In the decimal system it's easy to multiply a number by 10**20, but the computer, of course, performs the calculation in the binary system. The less obvious internal result of this calculation is, again, revealed by using the BINARY64. format:
data _null_; gg = 0.7*(10**20); put gg binary64.; run; /* Result: 0100010000001110010110111000111110101000111111100010101010111111 */
The rightmost bit 1 here -- which is representing a place value of 2**13=8192! -- is rounded down. The bit sequence would actually continue with 011101...
Converted to the decimal system, this result equals exactly 69999999999999991808.
The difference of -8192 to the intended value 7E19 (which has an error-free internal representation, like 1E20) can be regarded as the sum of
@fuatengin: So, this is the answer to your question.

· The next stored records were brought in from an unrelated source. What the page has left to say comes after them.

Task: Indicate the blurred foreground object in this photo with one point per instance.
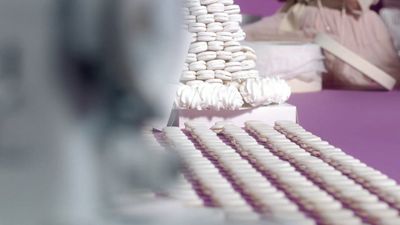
(78, 78)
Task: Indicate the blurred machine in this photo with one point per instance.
(78, 79)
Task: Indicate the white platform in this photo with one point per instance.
(267, 114)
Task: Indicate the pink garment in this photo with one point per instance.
(391, 3)
(365, 35)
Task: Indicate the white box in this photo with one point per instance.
(267, 114)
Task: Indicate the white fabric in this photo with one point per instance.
(356, 61)
(391, 17)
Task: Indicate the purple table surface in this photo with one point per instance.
(365, 125)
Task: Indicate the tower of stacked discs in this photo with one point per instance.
(217, 61)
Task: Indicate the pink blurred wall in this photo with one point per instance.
(259, 7)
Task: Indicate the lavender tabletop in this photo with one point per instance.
(366, 125)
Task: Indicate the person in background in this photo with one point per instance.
(350, 22)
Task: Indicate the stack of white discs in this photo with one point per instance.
(215, 54)
(281, 174)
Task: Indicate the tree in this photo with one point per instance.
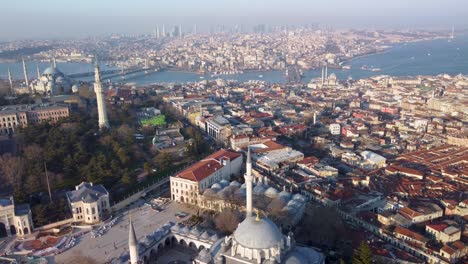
(320, 226)
(147, 167)
(227, 221)
(164, 161)
(363, 254)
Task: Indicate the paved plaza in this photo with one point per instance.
(115, 241)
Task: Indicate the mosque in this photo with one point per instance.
(53, 82)
(256, 240)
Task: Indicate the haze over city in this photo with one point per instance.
(72, 19)
(229, 132)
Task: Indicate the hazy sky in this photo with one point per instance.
(79, 18)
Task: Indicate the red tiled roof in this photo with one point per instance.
(204, 168)
(438, 227)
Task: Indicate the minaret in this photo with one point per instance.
(323, 75)
(11, 81)
(132, 244)
(25, 71)
(38, 72)
(326, 71)
(248, 184)
(98, 89)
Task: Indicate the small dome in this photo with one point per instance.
(285, 195)
(235, 184)
(224, 183)
(214, 238)
(241, 192)
(176, 228)
(146, 241)
(210, 192)
(125, 257)
(195, 231)
(259, 189)
(295, 258)
(216, 186)
(52, 71)
(271, 192)
(299, 197)
(258, 234)
(184, 230)
(75, 88)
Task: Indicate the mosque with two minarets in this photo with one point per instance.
(256, 240)
(53, 82)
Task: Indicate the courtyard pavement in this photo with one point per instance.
(115, 241)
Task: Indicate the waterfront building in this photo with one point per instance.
(14, 116)
(256, 240)
(52, 82)
(15, 219)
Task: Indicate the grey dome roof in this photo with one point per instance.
(295, 257)
(285, 195)
(258, 234)
(75, 88)
(195, 231)
(259, 189)
(210, 192)
(214, 237)
(205, 235)
(176, 228)
(235, 184)
(216, 186)
(185, 230)
(299, 197)
(224, 183)
(271, 192)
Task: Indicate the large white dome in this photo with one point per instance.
(258, 234)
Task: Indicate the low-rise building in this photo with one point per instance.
(89, 203)
(189, 183)
(14, 116)
(15, 219)
(443, 232)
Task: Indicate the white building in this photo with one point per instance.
(189, 183)
(256, 240)
(89, 203)
(14, 219)
(53, 82)
(335, 129)
(218, 128)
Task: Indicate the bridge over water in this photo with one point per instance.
(108, 74)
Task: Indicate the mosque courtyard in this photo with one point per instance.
(114, 241)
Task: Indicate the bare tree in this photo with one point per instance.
(11, 170)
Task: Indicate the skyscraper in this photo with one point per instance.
(99, 90)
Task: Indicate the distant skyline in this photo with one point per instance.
(32, 19)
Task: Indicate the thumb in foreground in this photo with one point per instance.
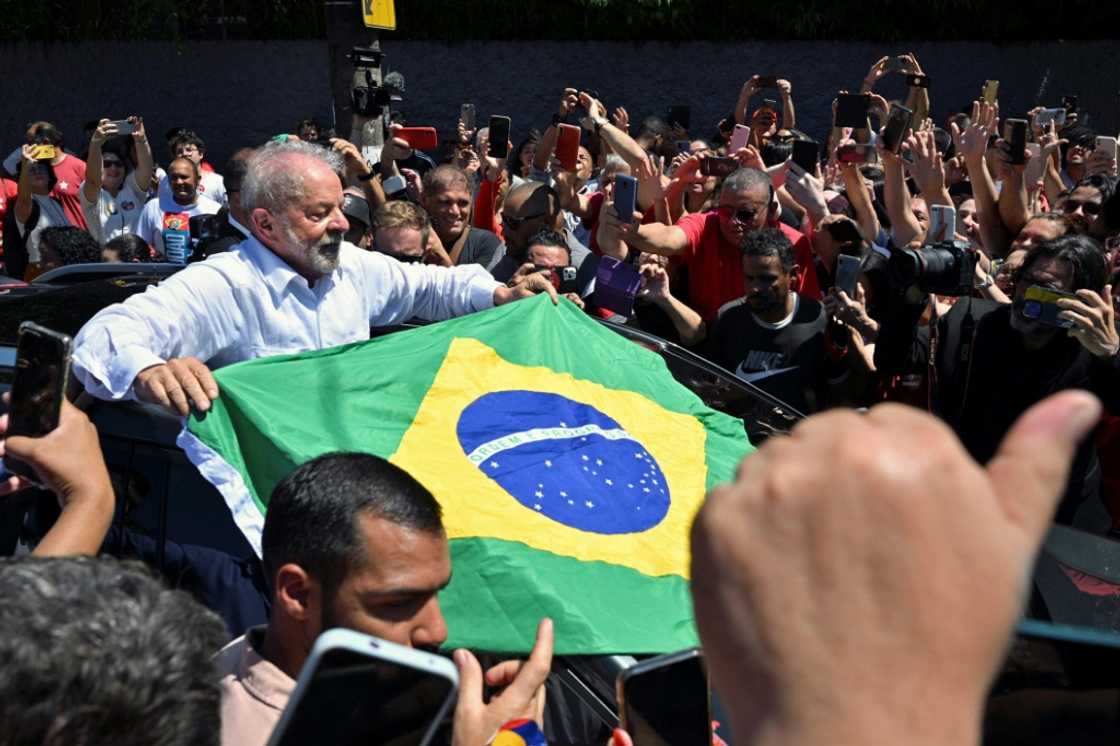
(1030, 468)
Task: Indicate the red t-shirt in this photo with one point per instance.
(716, 264)
(71, 174)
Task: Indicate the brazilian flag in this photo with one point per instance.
(568, 462)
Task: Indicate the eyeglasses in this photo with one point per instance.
(518, 222)
(743, 215)
(1086, 207)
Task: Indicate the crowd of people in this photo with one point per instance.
(958, 225)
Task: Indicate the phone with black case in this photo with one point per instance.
(498, 137)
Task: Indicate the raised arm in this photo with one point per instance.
(146, 165)
(972, 145)
(92, 187)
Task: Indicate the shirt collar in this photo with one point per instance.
(261, 678)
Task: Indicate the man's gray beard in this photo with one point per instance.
(323, 255)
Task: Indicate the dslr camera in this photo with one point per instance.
(944, 268)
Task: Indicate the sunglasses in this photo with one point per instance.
(1086, 207)
(743, 216)
(518, 222)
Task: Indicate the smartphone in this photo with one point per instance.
(625, 197)
(357, 689)
(856, 152)
(806, 154)
(1047, 115)
(680, 114)
(1041, 305)
(665, 700)
(898, 123)
(851, 110)
(990, 92)
(942, 223)
(848, 269)
(419, 138)
(123, 127)
(467, 115)
(498, 137)
(43, 360)
(917, 81)
(567, 148)
(1058, 684)
(720, 167)
(1107, 146)
(44, 152)
(739, 138)
(1015, 132)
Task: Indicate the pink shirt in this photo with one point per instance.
(254, 691)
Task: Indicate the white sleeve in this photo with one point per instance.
(398, 291)
(192, 314)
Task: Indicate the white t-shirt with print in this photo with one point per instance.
(112, 216)
(166, 224)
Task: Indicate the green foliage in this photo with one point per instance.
(630, 20)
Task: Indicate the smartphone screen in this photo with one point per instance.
(805, 154)
(467, 114)
(123, 127)
(354, 699)
(848, 273)
(851, 110)
(498, 137)
(568, 146)
(739, 138)
(990, 92)
(38, 385)
(668, 705)
(1060, 684)
(898, 121)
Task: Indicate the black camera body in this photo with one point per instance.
(945, 268)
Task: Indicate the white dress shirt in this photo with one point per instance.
(248, 302)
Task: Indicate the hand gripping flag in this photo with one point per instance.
(568, 462)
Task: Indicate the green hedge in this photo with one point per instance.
(684, 20)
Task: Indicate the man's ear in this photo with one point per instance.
(297, 594)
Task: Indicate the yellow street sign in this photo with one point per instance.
(379, 14)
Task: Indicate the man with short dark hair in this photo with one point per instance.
(187, 143)
(165, 222)
(98, 651)
(65, 244)
(773, 336)
(709, 243)
(352, 541)
(448, 202)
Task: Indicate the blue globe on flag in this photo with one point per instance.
(566, 460)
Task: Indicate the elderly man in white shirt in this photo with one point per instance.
(292, 286)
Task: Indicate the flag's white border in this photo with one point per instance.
(227, 479)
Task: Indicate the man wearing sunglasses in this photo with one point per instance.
(709, 243)
(112, 198)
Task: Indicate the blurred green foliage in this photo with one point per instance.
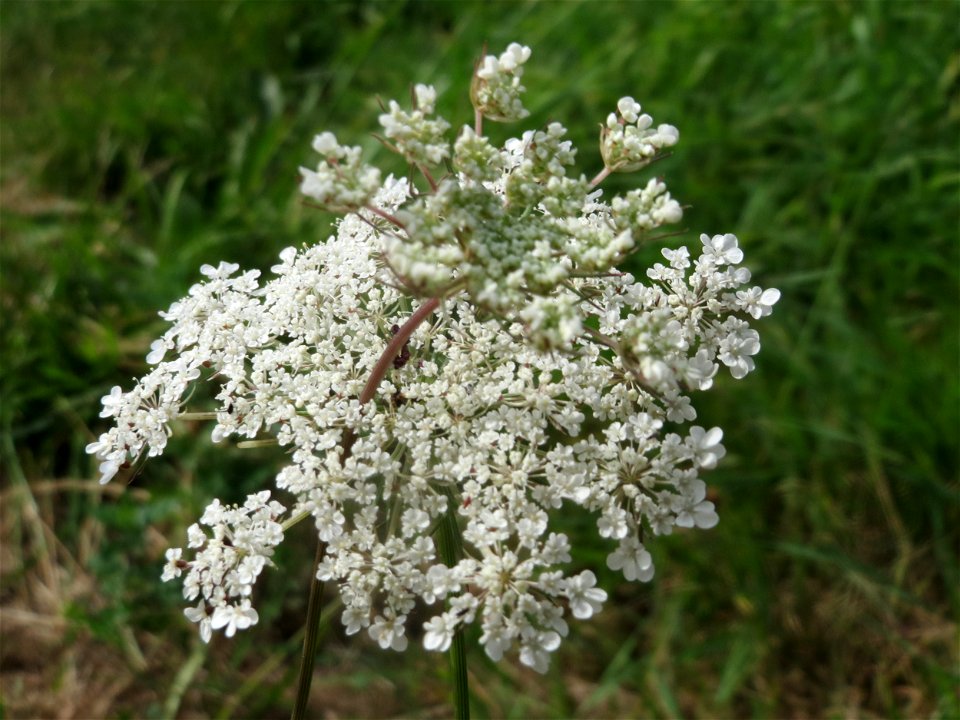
(140, 140)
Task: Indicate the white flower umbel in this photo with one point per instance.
(525, 375)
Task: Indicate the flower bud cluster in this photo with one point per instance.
(341, 182)
(417, 136)
(545, 381)
(628, 140)
(496, 89)
(227, 562)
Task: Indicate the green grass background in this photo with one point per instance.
(142, 139)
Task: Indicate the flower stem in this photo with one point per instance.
(315, 605)
(451, 550)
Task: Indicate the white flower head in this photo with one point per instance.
(463, 348)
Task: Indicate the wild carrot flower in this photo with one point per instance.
(544, 379)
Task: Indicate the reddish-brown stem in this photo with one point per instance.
(314, 605)
(394, 346)
(385, 215)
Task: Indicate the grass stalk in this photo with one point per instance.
(451, 550)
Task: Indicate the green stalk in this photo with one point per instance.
(311, 630)
(451, 550)
(315, 604)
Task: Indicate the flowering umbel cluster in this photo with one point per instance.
(463, 349)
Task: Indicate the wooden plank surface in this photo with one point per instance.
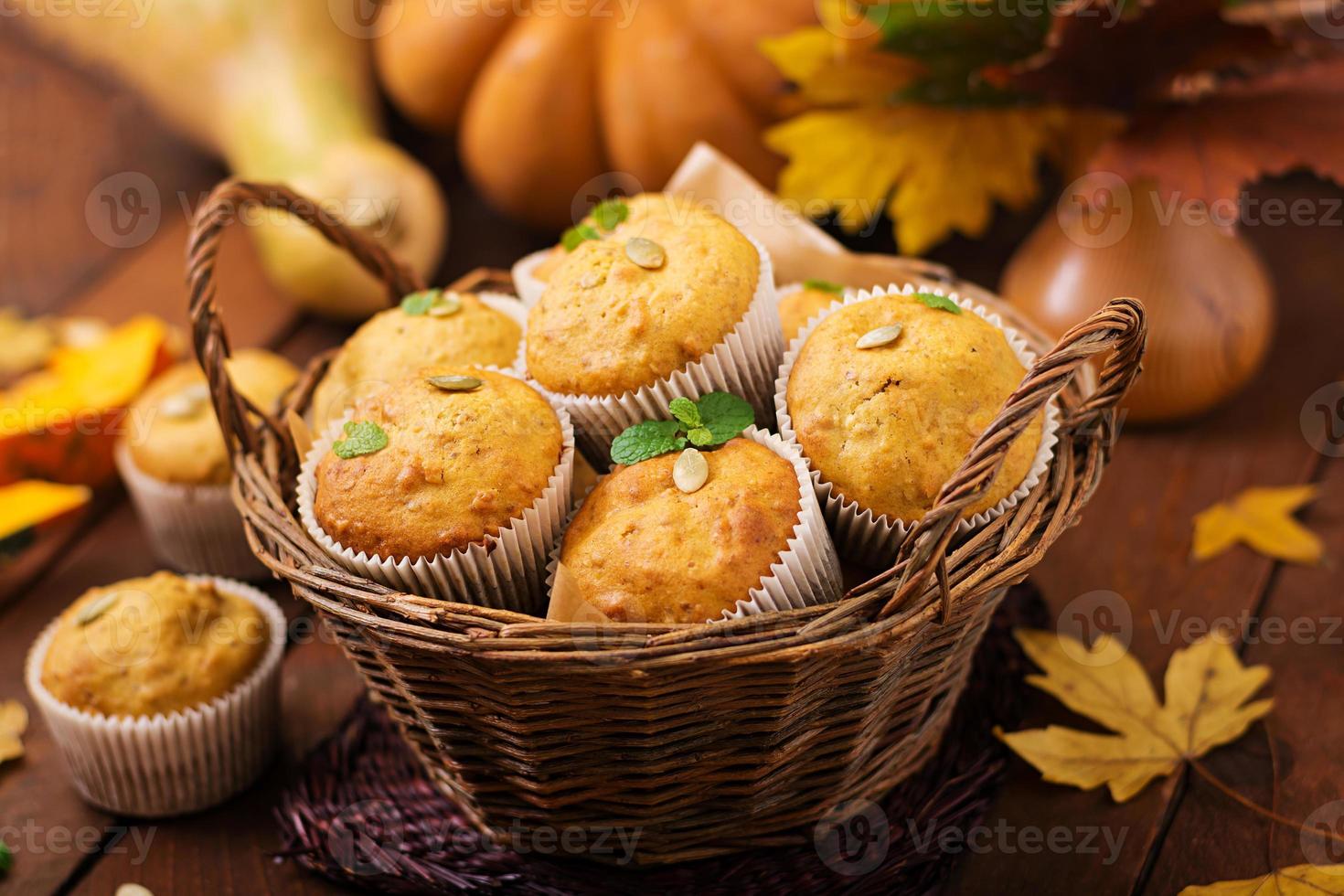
(1135, 540)
(66, 140)
(1298, 632)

@pearsoninst: You were wondering why we don't get such surprising results when we replace 0.7 by 0.1 or 0.2. This is a reasonable question, because both 0.1 and 0.2, like 0.7, are repeating binary fractions with infinitely many digits. Their numeric representation errors are approx. 5.55E-18 and 1.11E-17, respectively (in both cases round-up errors, i.e. the internal values are slightly larger than 0.1 and 0.2, resp.).
Multiplied by 10**20, these are approx. 555 and 1110, resp. As it turns out, the rounding errors from the multiplication (with 10**20) are exactly the same, but with a negative sign (approx. -555 and -1110, resp.).
Hence, the two errors cancel each other out and we obtain correct results! This may sound like a rare coincidence, but it isn't. Please note that both 1E19 and 2E19 have exact internal representations. So, if a calculation with (mathematically) these results deviated from these values, it would most probably deviate by +1 or -1 in the least significant bit of the internal representation. As soon as the deviation is less than that, it must be exactly zero.
What can we do to avoid these rounding errors? As explained in my earlier posts, the ROUND function is an appropriate tool. When working with numbers as large as 7E19 we have to use a relatively large rounding unit. In your example even 10000 would be too small a rounding unit, but 100000 is sufficient:
data _null_; gg = round(0.7*(10**20),1e5); put gg binary64.; /* 0100010000001110010110111000111110101000111111100010101011000000 */ put gg comma20.; /* 70000000000000000000 */ run;
Since gg is much larger than CONSTANT('EXACTINT'), calculations involving numbers <100000, like gg+12345, would not yield sensible results anyway.
12-18-2015 12:26 PM - edited 12-18-2015 12:45 PM
Or as work around in your case:
data temp; format gg comma26.; gg =(10**20)*7/10; run;
If you stayed away from the infinite binary representation for decimal fraction .7. And as the Order of Evaluation in your case from L to R. So you do not have decimal point in your calculation, the above code will work.
But you really need to be careful and keep in your mind all the previous advices. For example if you increased the power, you will again get unexpected results.